Finnish expert guidance is explicit that the cost of IV iron relative to oral therapy is difficult to justify for otherwise healthy individuals with isolated low ferritin and no anemia [7]. In the absence of a clear clinical indication, athletes funding IV iron privately should understand that higher cost does not necessarily translate into better or faster performance outcomes.
Conclusion
IV iron has a clear and important role in clinical practice—but only when used for the right indication. In athletes and patients alike, oral iron remains the first-line treatment in most cases, and many deficiencies can be effectively corrected without escalation to intravenous therapy.

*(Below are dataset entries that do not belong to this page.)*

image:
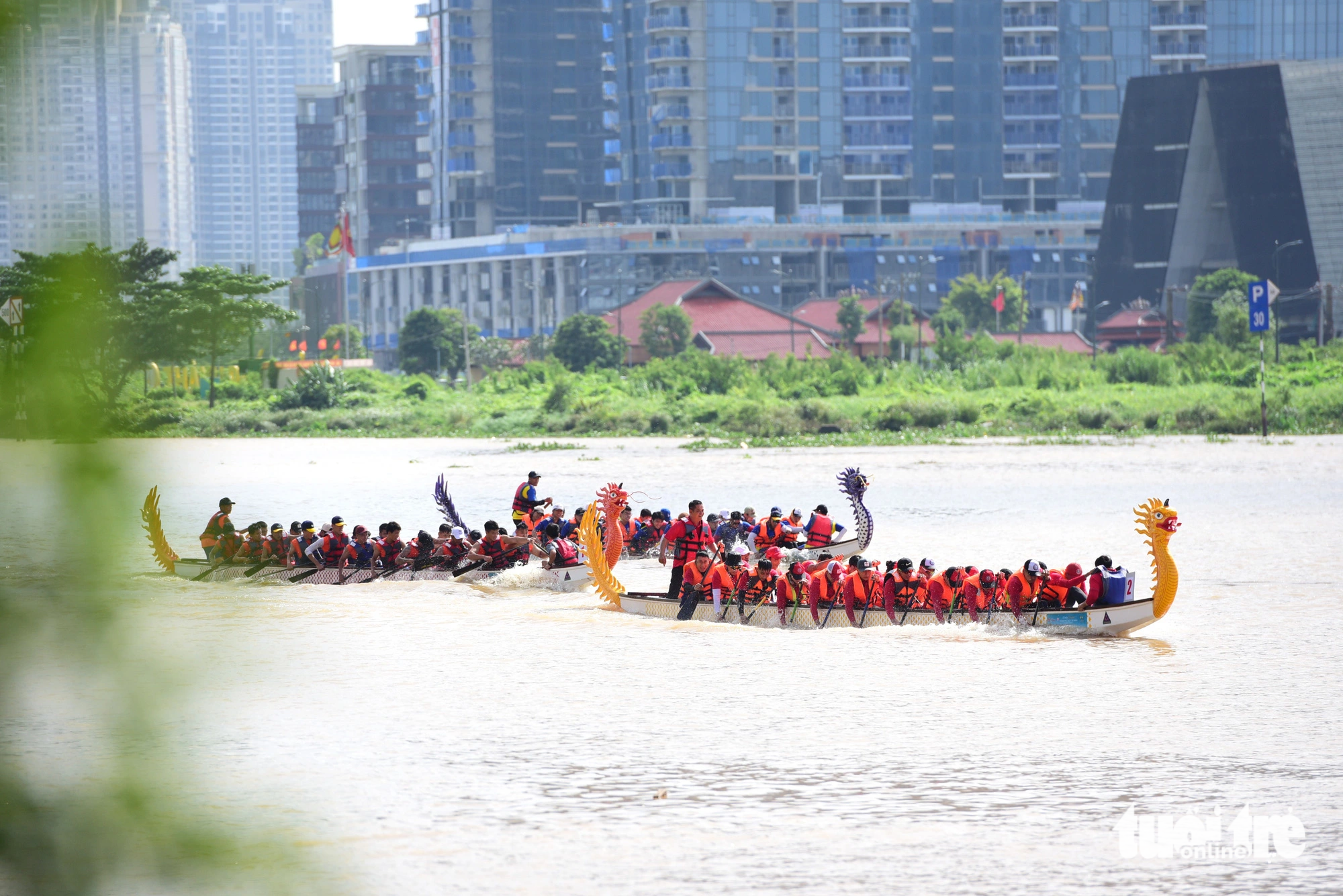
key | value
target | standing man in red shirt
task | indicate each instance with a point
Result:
(687, 537)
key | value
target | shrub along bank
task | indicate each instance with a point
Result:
(1008, 391)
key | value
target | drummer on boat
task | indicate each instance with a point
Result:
(524, 499)
(216, 528)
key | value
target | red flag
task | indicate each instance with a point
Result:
(347, 240)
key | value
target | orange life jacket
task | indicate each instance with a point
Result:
(1028, 591)
(769, 534)
(214, 529)
(823, 530)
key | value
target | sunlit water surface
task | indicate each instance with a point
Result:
(434, 738)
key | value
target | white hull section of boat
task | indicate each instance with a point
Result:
(1101, 620)
(559, 580)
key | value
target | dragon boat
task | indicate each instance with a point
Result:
(199, 570)
(1157, 522)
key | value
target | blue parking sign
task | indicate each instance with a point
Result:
(1259, 306)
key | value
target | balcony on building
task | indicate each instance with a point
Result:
(667, 19)
(1192, 19)
(1180, 50)
(876, 165)
(671, 169)
(669, 81)
(875, 50)
(1031, 79)
(669, 140)
(668, 51)
(867, 21)
(868, 106)
(876, 79)
(1031, 20)
(1021, 50)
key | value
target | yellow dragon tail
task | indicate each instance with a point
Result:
(154, 528)
(604, 580)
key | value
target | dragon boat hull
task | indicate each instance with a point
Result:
(558, 580)
(1119, 619)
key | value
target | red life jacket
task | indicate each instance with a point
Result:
(495, 550)
(823, 528)
(520, 503)
(334, 546)
(566, 554)
(390, 550)
(696, 538)
(769, 536)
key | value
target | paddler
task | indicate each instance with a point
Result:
(216, 528)
(793, 588)
(524, 499)
(1024, 587)
(1107, 584)
(494, 548)
(757, 588)
(557, 552)
(694, 581)
(328, 549)
(943, 591)
(690, 536)
(903, 587)
(256, 549)
(821, 530)
(299, 546)
(361, 552)
(390, 545)
(825, 585)
(226, 545)
(862, 587)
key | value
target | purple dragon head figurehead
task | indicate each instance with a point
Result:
(855, 486)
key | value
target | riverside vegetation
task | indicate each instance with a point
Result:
(996, 391)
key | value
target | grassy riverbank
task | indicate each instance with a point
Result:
(1203, 388)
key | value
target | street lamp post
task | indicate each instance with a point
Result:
(1278, 277)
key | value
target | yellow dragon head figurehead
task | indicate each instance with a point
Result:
(1157, 522)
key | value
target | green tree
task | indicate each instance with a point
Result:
(974, 298)
(221, 309)
(665, 330)
(584, 340)
(1232, 319)
(103, 314)
(953, 348)
(851, 318)
(351, 341)
(433, 337)
(1203, 319)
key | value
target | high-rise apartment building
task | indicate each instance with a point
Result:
(316, 164)
(96, 132)
(246, 62)
(524, 113)
(381, 121)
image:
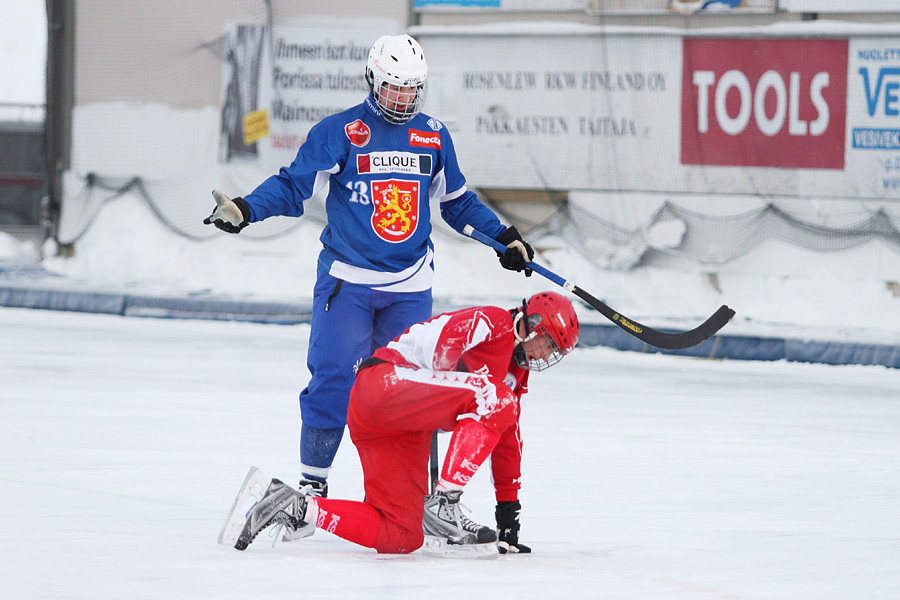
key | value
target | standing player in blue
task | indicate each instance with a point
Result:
(384, 161)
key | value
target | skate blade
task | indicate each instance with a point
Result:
(253, 489)
(292, 535)
(440, 547)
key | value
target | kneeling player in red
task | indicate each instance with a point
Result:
(463, 371)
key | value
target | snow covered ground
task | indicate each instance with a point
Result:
(124, 441)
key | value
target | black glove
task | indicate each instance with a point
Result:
(229, 215)
(518, 251)
(507, 514)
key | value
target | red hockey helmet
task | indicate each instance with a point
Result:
(550, 315)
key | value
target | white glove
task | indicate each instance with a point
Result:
(228, 215)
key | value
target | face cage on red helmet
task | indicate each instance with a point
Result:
(532, 345)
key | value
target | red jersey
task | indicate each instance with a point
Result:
(474, 340)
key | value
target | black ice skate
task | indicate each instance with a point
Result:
(307, 487)
(448, 532)
(262, 502)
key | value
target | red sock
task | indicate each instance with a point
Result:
(355, 522)
(470, 445)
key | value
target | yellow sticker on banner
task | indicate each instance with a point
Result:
(256, 126)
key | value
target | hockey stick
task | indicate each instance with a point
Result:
(660, 339)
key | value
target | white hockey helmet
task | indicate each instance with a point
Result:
(397, 62)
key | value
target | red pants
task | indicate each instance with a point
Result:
(393, 413)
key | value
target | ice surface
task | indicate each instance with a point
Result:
(125, 440)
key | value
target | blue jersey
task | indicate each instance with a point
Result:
(382, 178)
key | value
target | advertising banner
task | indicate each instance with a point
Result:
(634, 111)
(839, 6)
(275, 89)
(763, 103)
(873, 116)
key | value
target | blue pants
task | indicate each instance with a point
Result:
(349, 322)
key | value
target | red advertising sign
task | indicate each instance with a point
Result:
(764, 103)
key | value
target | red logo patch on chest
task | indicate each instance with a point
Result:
(358, 133)
(396, 214)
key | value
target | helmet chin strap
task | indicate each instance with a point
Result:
(522, 316)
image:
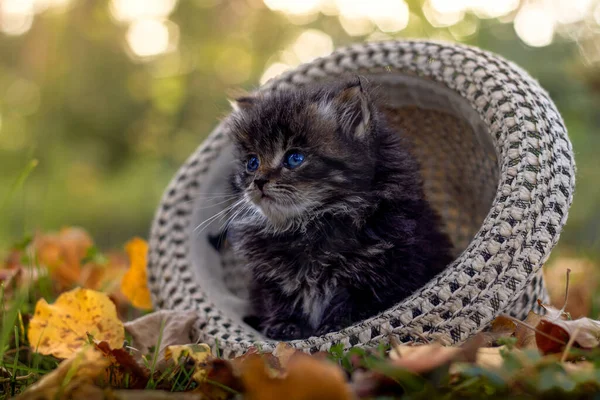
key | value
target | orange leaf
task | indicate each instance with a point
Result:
(73, 379)
(134, 284)
(556, 325)
(122, 363)
(305, 378)
(62, 329)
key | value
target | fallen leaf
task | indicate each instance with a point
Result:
(74, 378)
(503, 326)
(62, 329)
(124, 371)
(222, 381)
(555, 324)
(134, 284)
(525, 334)
(420, 359)
(306, 378)
(283, 353)
(490, 357)
(199, 353)
(583, 283)
(62, 253)
(153, 395)
(163, 328)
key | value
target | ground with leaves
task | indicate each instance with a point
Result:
(77, 323)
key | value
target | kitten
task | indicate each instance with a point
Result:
(334, 225)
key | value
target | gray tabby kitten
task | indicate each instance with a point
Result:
(334, 227)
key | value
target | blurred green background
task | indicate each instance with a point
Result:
(112, 96)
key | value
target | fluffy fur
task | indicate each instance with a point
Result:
(345, 235)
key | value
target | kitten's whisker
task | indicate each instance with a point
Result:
(209, 220)
(214, 205)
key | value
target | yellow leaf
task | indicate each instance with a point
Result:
(61, 329)
(73, 378)
(200, 353)
(134, 284)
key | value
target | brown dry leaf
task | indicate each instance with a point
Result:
(222, 381)
(73, 378)
(524, 334)
(62, 253)
(306, 378)
(503, 326)
(153, 395)
(134, 284)
(420, 359)
(556, 325)
(124, 371)
(284, 352)
(199, 353)
(583, 281)
(62, 329)
(166, 327)
(490, 357)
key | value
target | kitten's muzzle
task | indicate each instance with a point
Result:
(260, 183)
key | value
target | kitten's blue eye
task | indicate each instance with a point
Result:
(293, 160)
(253, 164)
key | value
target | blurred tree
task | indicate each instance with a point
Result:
(112, 96)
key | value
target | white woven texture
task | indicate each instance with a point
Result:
(499, 271)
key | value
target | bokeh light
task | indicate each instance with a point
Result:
(233, 65)
(130, 10)
(148, 37)
(272, 71)
(294, 7)
(535, 25)
(16, 16)
(311, 44)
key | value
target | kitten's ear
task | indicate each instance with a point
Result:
(352, 103)
(243, 103)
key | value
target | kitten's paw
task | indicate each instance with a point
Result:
(284, 331)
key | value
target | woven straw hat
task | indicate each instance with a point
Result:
(497, 164)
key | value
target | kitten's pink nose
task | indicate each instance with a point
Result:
(260, 183)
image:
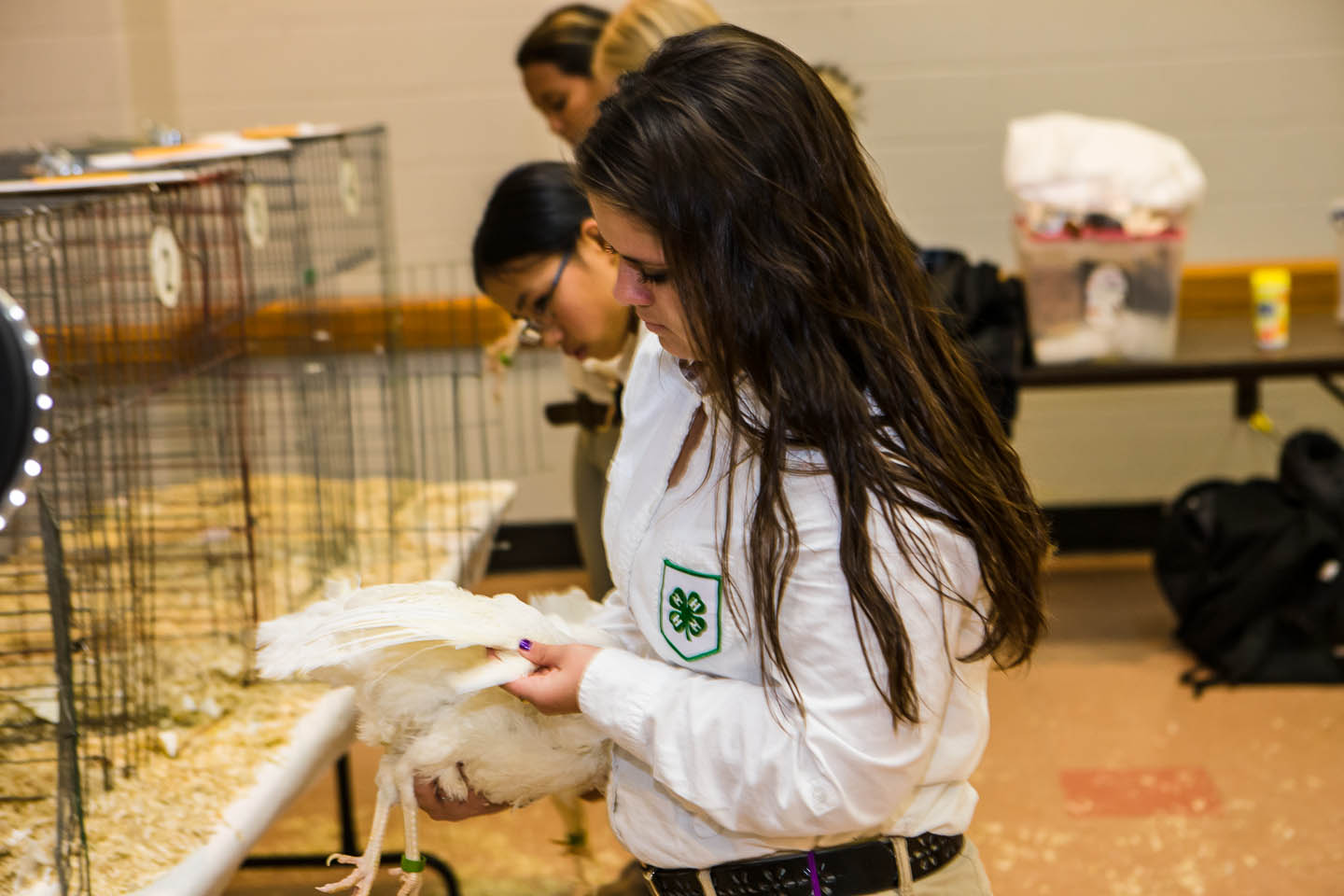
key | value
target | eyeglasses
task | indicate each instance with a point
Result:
(534, 324)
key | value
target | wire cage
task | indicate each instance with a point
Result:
(245, 403)
(139, 296)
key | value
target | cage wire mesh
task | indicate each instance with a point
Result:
(249, 399)
(109, 613)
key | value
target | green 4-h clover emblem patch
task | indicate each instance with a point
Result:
(689, 610)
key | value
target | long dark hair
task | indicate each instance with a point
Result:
(535, 210)
(565, 38)
(815, 329)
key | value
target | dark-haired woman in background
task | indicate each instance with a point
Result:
(538, 256)
(555, 60)
(819, 532)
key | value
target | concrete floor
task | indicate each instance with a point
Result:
(1103, 776)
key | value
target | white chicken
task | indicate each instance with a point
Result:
(425, 690)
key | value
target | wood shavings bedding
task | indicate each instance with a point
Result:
(173, 806)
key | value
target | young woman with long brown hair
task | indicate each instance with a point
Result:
(819, 532)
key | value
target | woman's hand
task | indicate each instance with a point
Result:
(440, 807)
(554, 685)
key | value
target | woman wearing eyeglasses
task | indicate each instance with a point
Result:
(820, 534)
(539, 257)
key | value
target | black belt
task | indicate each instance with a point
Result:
(868, 867)
(586, 413)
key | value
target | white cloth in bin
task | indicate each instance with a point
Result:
(1108, 165)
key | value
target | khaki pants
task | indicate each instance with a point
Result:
(592, 458)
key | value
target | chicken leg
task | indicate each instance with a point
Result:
(412, 860)
(366, 865)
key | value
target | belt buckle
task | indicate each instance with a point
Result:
(607, 421)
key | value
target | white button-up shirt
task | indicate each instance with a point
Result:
(707, 766)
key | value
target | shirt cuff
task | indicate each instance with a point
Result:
(619, 692)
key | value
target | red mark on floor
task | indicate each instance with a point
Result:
(1140, 791)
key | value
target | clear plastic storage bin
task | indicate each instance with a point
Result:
(1101, 294)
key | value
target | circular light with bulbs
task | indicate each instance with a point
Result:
(24, 400)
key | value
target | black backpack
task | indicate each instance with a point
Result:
(1254, 574)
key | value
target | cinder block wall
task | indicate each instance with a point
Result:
(1253, 88)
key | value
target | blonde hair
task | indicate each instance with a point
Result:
(635, 31)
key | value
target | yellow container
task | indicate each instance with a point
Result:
(1269, 306)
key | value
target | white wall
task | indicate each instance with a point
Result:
(1254, 88)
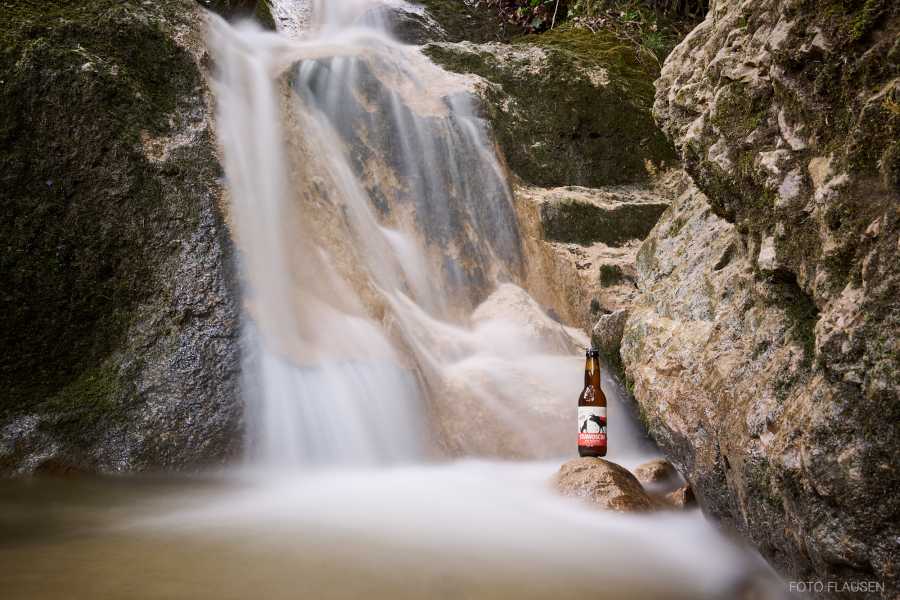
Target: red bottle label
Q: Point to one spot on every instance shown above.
(592, 426)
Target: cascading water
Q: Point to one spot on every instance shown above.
(380, 250)
(373, 216)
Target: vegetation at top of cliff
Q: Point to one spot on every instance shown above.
(260, 10)
(84, 210)
(568, 107)
(653, 26)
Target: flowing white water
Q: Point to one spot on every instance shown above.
(385, 329)
(373, 216)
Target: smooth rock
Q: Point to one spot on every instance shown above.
(655, 471)
(604, 484)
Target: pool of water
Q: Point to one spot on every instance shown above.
(469, 529)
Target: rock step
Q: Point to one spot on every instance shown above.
(611, 215)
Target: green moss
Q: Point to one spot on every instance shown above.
(610, 275)
(86, 216)
(259, 10)
(582, 117)
(95, 390)
(865, 19)
(474, 22)
(579, 222)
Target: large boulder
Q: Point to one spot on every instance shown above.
(765, 348)
(604, 484)
(119, 329)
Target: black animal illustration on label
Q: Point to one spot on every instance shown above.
(593, 424)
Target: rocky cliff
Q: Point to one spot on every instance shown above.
(764, 350)
(119, 329)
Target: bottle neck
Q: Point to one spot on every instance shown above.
(592, 371)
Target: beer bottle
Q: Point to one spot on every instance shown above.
(592, 410)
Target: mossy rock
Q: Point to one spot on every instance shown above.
(96, 228)
(574, 220)
(462, 20)
(568, 107)
(259, 10)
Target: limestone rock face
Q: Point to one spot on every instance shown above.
(764, 349)
(731, 384)
(604, 484)
(612, 216)
(119, 331)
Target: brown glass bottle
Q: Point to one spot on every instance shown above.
(592, 410)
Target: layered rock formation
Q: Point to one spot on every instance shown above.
(763, 350)
(119, 321)
(567, 107)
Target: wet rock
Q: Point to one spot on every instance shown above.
(567, 107)
(611, 216)
(472, 21)
(408, 23)
(607, 337)
(258, 10)
(119, 327)
(513, 304)
(604, 484)
(683, 497)
(764, 348)
(655, 471)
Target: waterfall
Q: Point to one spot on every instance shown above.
(381, 257)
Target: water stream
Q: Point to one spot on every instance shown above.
(407, 400)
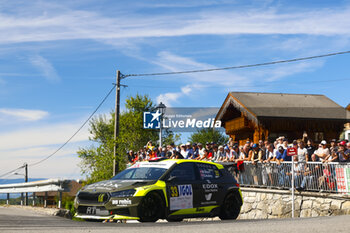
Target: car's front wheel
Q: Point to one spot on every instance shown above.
(231, 206)
(151, 208)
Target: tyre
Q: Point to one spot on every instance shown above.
(174, 219)
(231, 206)
(151, 208)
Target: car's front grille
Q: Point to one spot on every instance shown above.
(93, 198)
(93, 210)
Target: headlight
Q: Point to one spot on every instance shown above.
(124, 193)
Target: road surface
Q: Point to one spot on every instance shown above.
(21, 220)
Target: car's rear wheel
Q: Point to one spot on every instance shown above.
(231, 206)
(151, 207)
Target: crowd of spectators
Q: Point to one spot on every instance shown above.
(261, 163)
(264, 151)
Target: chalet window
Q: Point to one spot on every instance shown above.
(319, 136)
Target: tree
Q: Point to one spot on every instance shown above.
(97, 159)
(208, 135)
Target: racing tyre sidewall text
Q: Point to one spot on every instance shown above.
(151, 207)
(231, 206)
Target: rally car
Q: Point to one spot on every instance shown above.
(166, 189)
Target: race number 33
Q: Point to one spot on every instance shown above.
(174, 191)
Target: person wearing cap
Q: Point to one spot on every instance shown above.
(311, 150)
(255, 156)
(281, 155)
(131, 156)
(189, 151)
(279, 141)
(195, 153)
(334, 148)
(342, 153)
(149, 145)
(302, 152)
(221, 153)
(215, 152)
(322, 152)
(183, 151)
(200, 149)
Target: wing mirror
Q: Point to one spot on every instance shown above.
(172, 178)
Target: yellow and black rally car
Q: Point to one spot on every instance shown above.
(163, 189)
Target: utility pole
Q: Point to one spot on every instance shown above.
(26, 180)
(116, 124)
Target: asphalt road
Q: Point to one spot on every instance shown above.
(20, 220)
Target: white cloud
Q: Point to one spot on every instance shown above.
(67, 24)
(171, 97)
(45, 67)
(22, 114)
(63, 165)
(41, 136)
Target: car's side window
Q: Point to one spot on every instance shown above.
(208, 171)
(184, 171)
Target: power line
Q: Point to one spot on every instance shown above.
(88, 119)
(256, 85)
(239, 67)
(12, 171)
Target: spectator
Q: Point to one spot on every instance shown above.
(347, 148)
(322, 152)
(221, 154)
(270, 157)
(262, 148)
(183, 151)
(302, 152)
(342, 153)
(255, 155)
(333, 149)
(244, 154)
(195, 153)
(310, 151)
(204, 157)
(149, 145)
(200, 149)
(189, 151)
(279, 142)
(131, 156)
(215, 153)
(285, 143)
(163, 152)
(281, 155)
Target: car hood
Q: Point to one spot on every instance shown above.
(116, 185)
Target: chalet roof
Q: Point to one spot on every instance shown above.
(256, 105)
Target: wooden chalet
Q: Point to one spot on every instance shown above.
(266, 116)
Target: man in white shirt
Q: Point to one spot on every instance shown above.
(322, 152)
(302, 152)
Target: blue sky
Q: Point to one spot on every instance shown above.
(58, 59)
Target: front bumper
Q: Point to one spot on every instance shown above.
(114, 217)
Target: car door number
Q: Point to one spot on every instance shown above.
(174, 191)
(91, 210)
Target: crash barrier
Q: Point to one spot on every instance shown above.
(50, 185)
(311, 176)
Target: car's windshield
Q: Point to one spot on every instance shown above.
(140, 173)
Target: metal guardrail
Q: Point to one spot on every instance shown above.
(311, 176)
(50, 185)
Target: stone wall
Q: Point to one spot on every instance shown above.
(267, 203)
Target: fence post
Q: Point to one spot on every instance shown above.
(60, 200)
(45, 200)
(34, 199)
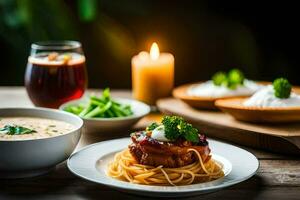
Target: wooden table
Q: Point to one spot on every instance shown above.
(278, 176)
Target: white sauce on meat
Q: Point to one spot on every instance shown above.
(159, 134)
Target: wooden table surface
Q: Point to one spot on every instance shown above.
(278, 176)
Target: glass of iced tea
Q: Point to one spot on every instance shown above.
(55, 73)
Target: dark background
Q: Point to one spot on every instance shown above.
(259, 37)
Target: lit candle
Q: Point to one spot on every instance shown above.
(152, 75)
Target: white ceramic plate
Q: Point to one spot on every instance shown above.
(90, 163)
(103, 125)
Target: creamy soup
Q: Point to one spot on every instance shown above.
(22, 128)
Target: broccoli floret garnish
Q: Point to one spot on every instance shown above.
(235, 78)
(231, 80)
(176, 127)
(219, 78)
(282, 88)
(152, 126)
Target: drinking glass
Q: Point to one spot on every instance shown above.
(55, 73)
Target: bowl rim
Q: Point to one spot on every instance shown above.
(61, 112)
(131, 117)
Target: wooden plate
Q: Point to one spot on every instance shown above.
(282, 137)
(207, 103)
(236, 108)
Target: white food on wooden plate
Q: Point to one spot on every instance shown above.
(265, 98)
(209, 89)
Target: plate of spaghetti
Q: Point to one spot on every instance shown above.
(167, 159)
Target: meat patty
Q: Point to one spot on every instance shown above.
(149, 151)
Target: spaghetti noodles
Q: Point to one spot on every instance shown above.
(125, 167)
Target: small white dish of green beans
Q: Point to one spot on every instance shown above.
(103, 113)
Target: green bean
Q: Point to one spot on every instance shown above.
(98, 110)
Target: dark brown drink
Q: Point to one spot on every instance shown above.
(54, 78)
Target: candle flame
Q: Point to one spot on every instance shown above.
(154, 51)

While IV iron offers a faster route to restoring iron stores, its benefits are largely confined to those with true deficiency, particularly when anemia is present or oral therapy has genuinely failed. In patients without anemia, the performance and clinical benefits are inconsistent, and expectations often exceed measurable outcomes.
At the same time, IV iron is not without risk. Acute hypersensitivity reactions, delayed complications such as hypophosphatemia, and the potential for iron accumulation with repeated use all underscore that this is a medical intervention—not a benign shortcut.
In my experience, many patients are initially drawn to IV iron as a more powerful or immediate solution. However, over time, it becomes clear that it does not address the underlying cause of deficiency, and repeated treatments may be required if that cause is not managed. A more sustainable approach remains the combination of appropriate supplementation, dietary intake, and addressing the root cause of iron loss or impaired absorption.
Ultimately, the key question is not how quickly iron levels can be corrected, but whether the chosen treatment is appropriate, justified, and safe. IV iron, when used correctly, is a valuable tool. When used indiscriminately, it risks becoming an expensive and potentially harmful substitute for good clinical practice.